À visiter pendant les vacances : le centre historique du monde du travail à Vassogne et ses 12 000 outils et objets d'art populaire

Créé par un passionné d'histoire de la reconstruction des années 1920, le centre historique du monde du travail à Vassogne dans l'Aisne est un musée associatif. À découvrir :12 000 outils et objets d'art populaire de différents métiers dans une scénographie moderne et dynamique. (Première publication le 21/08/2021)

Si vous visitez le Chemin des Dames, vous vous rendrez vraisemblablement à la Caverne du Dragon, sur les traces des poilus qui ont tant souffert pendant la Première Guerre mondiale.

Mais pour sortir de la guerre destructrice, vous pourrez en apprendre beaucoup sur la reconstruction de ces territoires meurtris lancée dès les années 1920 en vous rendant à Vassogne. Ce petit village de 88 habitants accueille depuis 2010 le Centre historique du monde du travail. Le lieu propose des expositions temporaires et une riche collection d'objets et d'archives.

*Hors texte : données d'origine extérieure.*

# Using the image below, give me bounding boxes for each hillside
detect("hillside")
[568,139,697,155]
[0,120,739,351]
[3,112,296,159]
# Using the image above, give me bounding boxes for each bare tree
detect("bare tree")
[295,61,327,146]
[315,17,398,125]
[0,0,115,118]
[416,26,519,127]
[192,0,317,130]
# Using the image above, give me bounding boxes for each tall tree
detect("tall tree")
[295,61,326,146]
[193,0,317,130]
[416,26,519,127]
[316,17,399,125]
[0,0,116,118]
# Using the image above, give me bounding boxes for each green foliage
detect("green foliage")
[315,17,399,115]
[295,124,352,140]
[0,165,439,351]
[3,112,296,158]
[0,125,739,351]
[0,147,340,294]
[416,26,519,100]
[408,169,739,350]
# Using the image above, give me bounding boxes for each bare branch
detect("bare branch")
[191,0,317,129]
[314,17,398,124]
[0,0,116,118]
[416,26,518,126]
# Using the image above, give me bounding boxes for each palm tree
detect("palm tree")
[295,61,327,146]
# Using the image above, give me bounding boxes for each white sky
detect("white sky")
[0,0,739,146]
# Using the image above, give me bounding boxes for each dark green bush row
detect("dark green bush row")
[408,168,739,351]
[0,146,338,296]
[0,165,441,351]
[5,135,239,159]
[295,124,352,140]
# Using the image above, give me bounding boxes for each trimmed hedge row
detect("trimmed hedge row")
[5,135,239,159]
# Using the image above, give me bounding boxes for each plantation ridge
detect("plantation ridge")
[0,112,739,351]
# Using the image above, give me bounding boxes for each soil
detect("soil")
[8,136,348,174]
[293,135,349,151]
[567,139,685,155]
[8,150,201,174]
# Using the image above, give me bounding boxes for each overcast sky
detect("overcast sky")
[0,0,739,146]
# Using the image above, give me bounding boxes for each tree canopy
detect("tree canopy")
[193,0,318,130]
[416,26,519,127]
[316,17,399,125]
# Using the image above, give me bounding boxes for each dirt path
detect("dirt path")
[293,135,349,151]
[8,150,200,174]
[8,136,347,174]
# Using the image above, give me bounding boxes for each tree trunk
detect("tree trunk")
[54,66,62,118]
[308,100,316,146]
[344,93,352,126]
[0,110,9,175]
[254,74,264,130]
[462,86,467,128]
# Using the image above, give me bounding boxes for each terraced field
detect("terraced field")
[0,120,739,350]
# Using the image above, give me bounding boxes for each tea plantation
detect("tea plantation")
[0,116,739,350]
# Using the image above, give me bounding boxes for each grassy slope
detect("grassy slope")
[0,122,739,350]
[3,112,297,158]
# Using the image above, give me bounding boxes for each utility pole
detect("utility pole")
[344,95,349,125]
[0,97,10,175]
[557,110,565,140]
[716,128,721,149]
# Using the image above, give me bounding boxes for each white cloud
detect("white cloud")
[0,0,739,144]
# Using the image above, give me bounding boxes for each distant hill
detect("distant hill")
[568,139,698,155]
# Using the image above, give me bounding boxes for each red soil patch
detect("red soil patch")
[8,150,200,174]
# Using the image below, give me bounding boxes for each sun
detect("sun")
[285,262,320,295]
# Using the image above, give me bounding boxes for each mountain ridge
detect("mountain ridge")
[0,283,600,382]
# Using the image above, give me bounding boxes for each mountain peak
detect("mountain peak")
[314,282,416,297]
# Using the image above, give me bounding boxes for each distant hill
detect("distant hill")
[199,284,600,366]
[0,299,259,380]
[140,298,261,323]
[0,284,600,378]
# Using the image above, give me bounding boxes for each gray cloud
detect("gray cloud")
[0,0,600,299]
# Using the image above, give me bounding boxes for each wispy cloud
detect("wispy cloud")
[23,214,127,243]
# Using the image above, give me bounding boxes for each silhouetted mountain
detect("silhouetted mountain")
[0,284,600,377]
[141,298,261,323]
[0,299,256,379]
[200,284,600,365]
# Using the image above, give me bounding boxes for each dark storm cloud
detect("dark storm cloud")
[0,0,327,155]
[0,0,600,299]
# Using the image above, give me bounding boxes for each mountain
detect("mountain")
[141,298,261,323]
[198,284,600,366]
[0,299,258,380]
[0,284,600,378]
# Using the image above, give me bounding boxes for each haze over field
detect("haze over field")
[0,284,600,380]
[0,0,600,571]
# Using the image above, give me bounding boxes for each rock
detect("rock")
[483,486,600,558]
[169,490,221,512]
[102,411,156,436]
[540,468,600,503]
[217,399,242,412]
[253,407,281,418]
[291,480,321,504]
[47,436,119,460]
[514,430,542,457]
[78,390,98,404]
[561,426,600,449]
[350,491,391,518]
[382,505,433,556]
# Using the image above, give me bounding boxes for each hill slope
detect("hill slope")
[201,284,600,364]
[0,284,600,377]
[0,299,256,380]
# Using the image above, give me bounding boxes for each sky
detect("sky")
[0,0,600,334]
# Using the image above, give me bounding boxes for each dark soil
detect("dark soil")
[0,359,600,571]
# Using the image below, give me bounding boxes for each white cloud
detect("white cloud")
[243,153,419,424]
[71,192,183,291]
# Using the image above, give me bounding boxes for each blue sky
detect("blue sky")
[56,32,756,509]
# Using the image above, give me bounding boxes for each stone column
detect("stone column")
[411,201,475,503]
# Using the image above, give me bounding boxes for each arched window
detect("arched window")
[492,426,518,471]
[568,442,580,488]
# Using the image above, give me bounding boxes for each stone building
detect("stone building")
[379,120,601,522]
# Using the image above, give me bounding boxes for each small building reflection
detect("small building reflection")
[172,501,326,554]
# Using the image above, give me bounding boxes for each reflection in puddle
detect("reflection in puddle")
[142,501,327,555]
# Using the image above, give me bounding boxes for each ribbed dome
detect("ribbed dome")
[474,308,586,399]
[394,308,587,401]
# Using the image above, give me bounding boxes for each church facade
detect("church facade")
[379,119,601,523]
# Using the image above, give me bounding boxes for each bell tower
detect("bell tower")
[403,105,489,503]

Un petit musée né dans la tête d'un enfant, il y a trente ans.

Un trésor dans une écurie

"C’était un corps de ferme et également le lieu d’une ancienne entreprise de maçonnerie qui a reconstruit en partie le Chemin des Dames. Il y avait déjà tout un univers d’objets et d’archives conservés à cet endroit." Lorsque les parents de Stéphane Bedhome héritent une ferme à Vassogne, au centre du triangle Soissons-Laon-Reims, ils sont loin d'imaginer qu'ils vont changer la vie de leur fils à tout jamais.

Un des corps de ferme est plein de vieux outils. Mais il est hors de question de remplir des remorques pour la déchetterie : "mes parents font les brocantes et aiment bien les objets anciens, ils en achètent aussi pour eux."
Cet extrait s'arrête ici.